Wars and revolution arise from the unresolved conflicts of the previous century: class struggle, commercial and colonial rivalries, and struggles for national sovereignty.

Students should understand the following issues:

  • Events that led to war in 1914 and factors preventing the establishment of a lasting peace in 1919.
  • Reasons why Russia, Italy, and Germany developed radically new kinds of states in the years between the wars.
  • Reasons why England and France were unable to mount a more successful opposition to Germany and Italy.
  • Ways in which the United States alternately intervened and stayed aloof from European affairs between 1914 and 1939.
  • Ways in which Hitler's allies helped and hindered his ability to wage war.
  • The United States' contribution to the Allied War effort.
  • The motives and basic methods of Hitler's genocide policy.

Unit Twenty-Five

Program 49. The Cold War
Program 50. Europe and the Third World

The United States and Soviet Union, the two great victors of World War II, dominate Europe while poor countries of the Third World try to develop in the midst of superpower rivalries and competition from industrialized nations.

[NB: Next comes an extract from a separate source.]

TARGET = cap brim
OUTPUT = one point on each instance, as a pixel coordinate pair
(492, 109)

Students should understand the following issues:

  • The division of Europe into Soviet and Western spheres of influence.
  • Ways in which Europe was affected by the changing relationship between Europe and the Soviet Union.
  • Relationships among military, political, and economic powers in Europe and the Third World.
  • Distribution of wealth between the Third World and industrialized nations.
  • The legacy of colonial imperialism in the Third World.
  • Successes and failures of economic development in the Third World.

Unit Twenty-Six

Program 51. The Technological Revolution
Program 52. Toward the Future

The concluding unit demonstrates the speed with which modern life has changed and considers the future of Western civilization.

Students should understand the following issues:

  • The most important medical developments during this period.
  • The development of atomic weapons.
  • The interplay of inventions in transportation and communications.
  • Improvements in the quality of daily life.
  • Progress and setbacks in the emancipation of women.